Global crude oil prices declined by more than five percent during trading on Wednesday, extending recent losses in international energy markets. The decline follows the Iran-US agreement reached in Switzerland, which has eased concerns about supply disruptions. Lower oil prices could affect energy markets, inflation trends, and fuel costs worldwide.
During trading, Brent crude fell to around $73 per barrel, while West Texas Intermediate crude traded near $70 per barrel. UAE Murban crude was reported at approximately $66 per barrel. The sharp decline reflected growing investor confidence in improving stability across key oil-producing regions.
Market sentiment has improved since the agreement between Iran and the United States reduced fears of escalating tensions in the Middle East. Traders have responded positively to signs of diplomatic progress, which could help maintain uninterrupted energy supplies through critical shipping routes.

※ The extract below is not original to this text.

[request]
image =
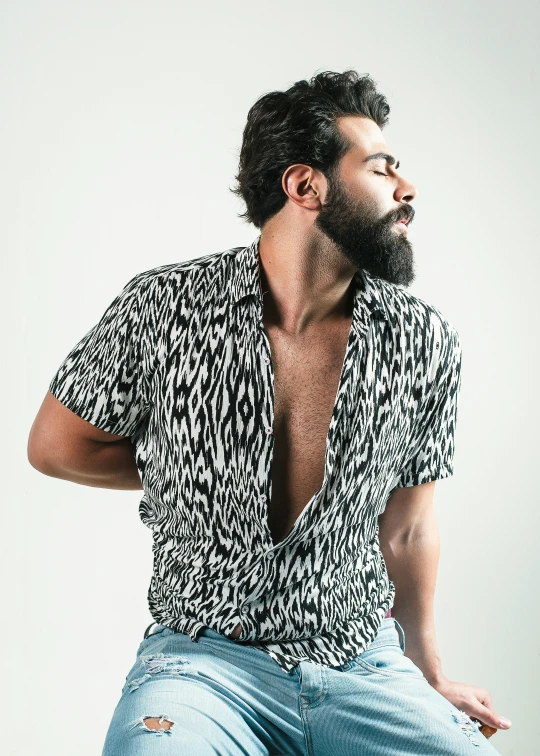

Oil prices had surged in previous weeks amid concerns over regional conflict and potential disruptions in the Strait of Hormuz. However, the recent diplomatic breakthrough has shifted market expectations, prompting investors to reassess risk premiums that had been built into crude prices.
Analysts say future price movements will depend on the implementation of the agreement and broader developments in global energy markets. For now, the continued decline in crude prices signals easing geopolitical concerns and improved confidence among market participants.